By Jasmin Malik Chua. Source: Ecouterre

Finally, some welcome news for the beleaguered garment workers of Bangladesh. After months of brewing labor tensions in the wake of several fatal industrial accidents, Bangladeshi garment factory owners agreed on Thursday to raise the minimum wage by 77 percent to 5,300 taka ($68), effective December 1. The announcement arrived after several days of violent protests by workers, who blocked major roads and forced the closure of more than 200 factories in the Ashulia industrial belt on the outskirts of the capital of Dhaka. Matters came to a head Wednesday night when Prime Minister Sheikh Hasina persuaded factory owners to accept the pay recommendation made by the government-appointed wage board.

MINOR VICTORY
“We have agreed to the new wages after the prime minister assured us she would look into our problems,” said Mohammad Atiqul Islam, president of the Bangladesh Garment Manufacturers’ and Exporters’ Association, told Reuters. “In the greater interest of our garment sector, we agreed to it. But many small factories cannot afford the rise.”

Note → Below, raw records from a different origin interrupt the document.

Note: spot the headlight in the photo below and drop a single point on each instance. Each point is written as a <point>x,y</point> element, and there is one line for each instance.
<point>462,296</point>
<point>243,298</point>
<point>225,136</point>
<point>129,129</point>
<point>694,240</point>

Labor representatives had originally demanded 8,114 takas ($104), however, and scattered protests by workers continued Thursday as local police fired teargas, water cannons, rubber bullets to disperse stone-throwing demonstrators, according to witnesses. More than 50 people, including police, were wounded. “We will continue protesting until we realize our demand,” one protester said.
Bangladeshi workers currently receive as little as $38 per month—half of what similar workers make in Vietnam and Cambodia or a quarter of China’s minimum wage. Dismal wages and equally lackluster safety standards have helped make the South Asian country the world’s second leading apparel exporter after China, with the majority of its clothes going to North America and Europe.